Dès lors, rien ne va plus pour l'entraîneur arlésien. Remercié puis rappelé juste avant le début de saison, il est définitivement limogé à l'issue de la 5e journée. "C'était un crève-cœur mais je sentais le coup venir, reconnaît-il. J'en veux à Marcel Salerno de m'avoir mis dehors à la veille d'un match contre Marseille. Avec tout ce que j'avais réalisé ici, je méritais de vivre ce moment-là. J'étais finalement en tribune. André Ayew, qui avait été prêté chez nous la saison précédente, est monté me voir après sa sortie pour me donner son maillot et me remonter le moral. C'était un moment émouvant. Une page qui se tourne."
De bâtisseur à pompier
Car la carrière de Michel Estevan a bel et bien basculé. Sa côte, montée en flèche, lui permet d'être approché par plusieurs clubs professionnels et d'entraîner successivement Boulogne-sur-Mer (Ligue 2), Fréjus-Saint-Raphaël (National) et Châteauroux (National). Des expériences mitigées où il ne connaît pas les mêmes réussites qu'avec Arles. "Pourtant, à chaque fois, j'espérais m'inscrire dans la durée, avance-t-il. J'ai sauvé Boulogne de la relégation en National mais le vestiaire était compliqué à gérer. On m'a mis dehors l'hiver suivant et le club a fini relégué."
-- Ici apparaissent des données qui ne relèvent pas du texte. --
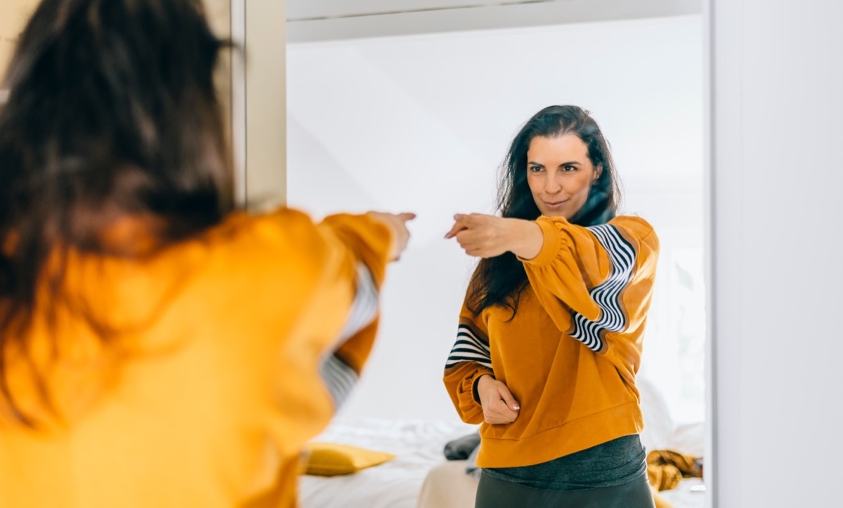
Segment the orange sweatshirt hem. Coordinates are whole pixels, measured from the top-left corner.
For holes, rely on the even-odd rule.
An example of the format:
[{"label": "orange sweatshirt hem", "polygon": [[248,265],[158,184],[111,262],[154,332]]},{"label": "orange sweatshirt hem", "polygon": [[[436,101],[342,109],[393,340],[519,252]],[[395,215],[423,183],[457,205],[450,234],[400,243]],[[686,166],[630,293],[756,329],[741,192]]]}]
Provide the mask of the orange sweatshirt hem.
[{"label": "orange sweatshirt hem", "polygon": [[482,436],[477,465],[481,468],[517,468],[540,464],[618,437],[638,434],[643,427],[641,408],[637,403],[629,402],[529,437],[496,439]]}]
"À Fréjus, on passe tout près de la montée en L2 mais il manquait des infrastructures conséquentes pour installer le club au haut niveau, poursuit le Tarasconnais. Enfin, à Châteauroux, mes relations avec le directeur sportif Jérôme Leroy étaient très compliquées." Un passage qui se termine par un licenciement pour faute grave, à sept journées de la fin de la saison. "Le club a fini champion, fait-il remarquer. On m'a reproché un accrochage avec Nicolas Usaï (alors entraîneur de Sedan, Ndlr) qui m'avait provoqué en sachant que j'avais perdu un proche la veille du match. Ils se sont également servis d'un pari sportif que j'avais effectué sur une rencontre de Ligue 2. À l'époque, nous étions en National et la loi interdisait de miser sur les compétitions auxquelles nous participions. Je n'avais rien fait d'illégal."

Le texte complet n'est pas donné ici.